Bataille en vue sur les aides à la rénovation énergétique
Le projet de transformer le crédit d'impôt pour la transition énergétique (CITE) en prime soulève des inquiétudes face au risque d'une baisse drastique des crédits alloués à l'isolation des logements.
La réforme des aides à la rénovation énergétique, prévue dans le projet de loi de finances 2020, va animer les débats parlementaires de cet automne. A dix jours de la présentation des textes budgétaires, les critiques émergent déjà sur le projet de transformer le crédit d'impôt sur la transition énergétique (CTIE) en aide directe.
Promesse de campagne d'Emmanuel Macron, cette conversion doit rendre les travaux d'isolation accessibles aux plus modestes, en leur évitant de faire l'avance de frais. Ses modalités, présentées dans un document de concertation dans le courant de l'été, ont soulevé des inquiétudes face au risque d'une baisse drastique des crédits à la rénovation énergétique, sous couvert d'une mesure en faveur des ménages modestes. Un domaine où, justement, la France est considérée comme en retard par le Haut-Conseil pour le climat.
Le premier à avoir exprimé ses craintes est Pascal Canfin, le président de la comission Environnement au parlement européen, élu sur la liste En marche en mai. Il a qualifié cette réforme de « positive », tout en dénonçant les « coupes envisagées dans les aides à l'isolation des bâtiments ». « Ne pas revenir sur ces coupes, c'est prendre le risque de rendre le budget de l'écologie incompréhensible », a-t-il averti fin août dans un entretien aux « Echos ».
20 % de ménages aisés exclus des aides
Il a été suivi par Matthieu Orphelin, qui, s'il n'est plus membre du groupe LREM à l'Assemblée, reste écouté dans la majorité. Dans un courrier adressé à cinq ministres du gouvernement, le député du Maine-et-Loire a demandé que cette réforme ne soit pas « un moyen de baisser l'enveloppe globale allouée à la rénovation énergétique ».
Ce qui est acté, c'est que les 20 % de ménages les plus aisés seront exclus des aides à compter du 1er janvier 2020, soit au-delà d'un seuil de revenus situé autour de 27.000 euros (43.000 euros pour un couple). C'est en tout cas ce qui devrait figurer au projet de loi de finances, présenté le 27 septembre prochain.
2 milliards en 2018
L'incertitude porte sur les modalités de la prime qui viendra remplacer ce crédit d'impôt. Le montant des subventions ne dépendra plus du coût des travaux, mais de leur efficacité énergétique, de façon à orienter les ménages vers les travaux qui améliorent réellement l'isolation de leur logement.
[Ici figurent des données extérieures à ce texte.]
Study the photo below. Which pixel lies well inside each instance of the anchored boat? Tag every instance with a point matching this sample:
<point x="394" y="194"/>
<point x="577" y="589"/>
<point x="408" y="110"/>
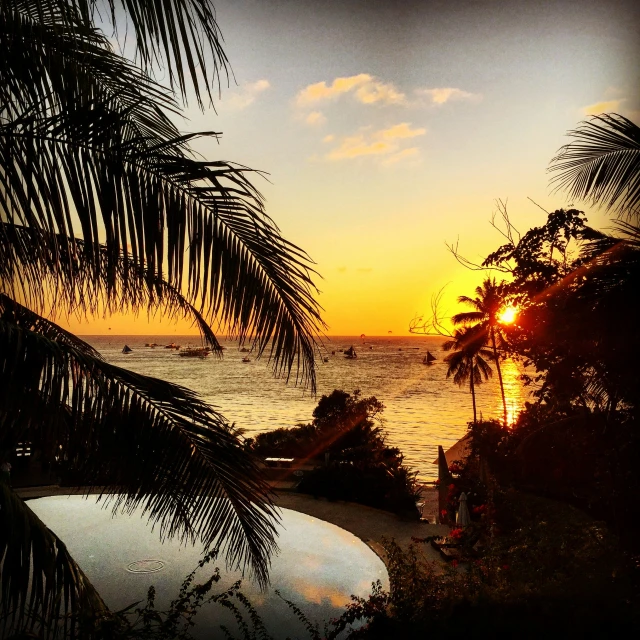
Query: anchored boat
<point x="429" y="358"/>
D'où une inquiétude sur la baisse globale des aides. Son budget sera-t-il équivalent au montant économisé via le coup de rabot sur les ménages aisés ? « Nous voulons nous assurer que ces sommes iront bien aux ménages modestes », indique le député Eric Alauzet (LREM), issu des rangs écologistes.
D'après la Cour des comptes, le CITE a coûté presque 2 milliards en 2018, malgré les tentatives du législateur de freiner son coût, notamment en excluant les fenêtres. Des données transmises lors du grand débat aux parlementaires ont montré que la moitié de cette dépense allait aux 20 % de ménages les plus aisés. C'est ce qui fait dire à Eric Alauzet que « le système existant est loin d'être parfait ». « Pour que les foyers modestes entreprennent des travaux de rénovation énergétique, il faut un niveau de subvention bien plus élevé qu'aujourd'hui », ajoute-t-il.
Sauf que l'exclusion des 20 % de ménages aisés risque de provoquer une baisse globale des travaux de rénovation énergétique. D'où la proposition de Matthieu Orphelin de maintenir une aide pour ces foyers lorsqu'ils font une rénovation très performante. « Sinon, ils iront tout simplement faire d'autres travaux », affirme-t-il.
Sans compter que la lisibilité de cette réforme sera entachée par son étalement sur deux ans. Pour des raisons budgétaires, les 40 % de ménages les moins aisés seront éligibles à la prime dès 2020, tandis que les classes moyennes (appartenant aux déciles de revenus 4 à 8) devront attendre 2021. Durant l'année de transition, ils pourront continuer de percevoir le CITE. Pas sûr que les ménages s'y retrouveront.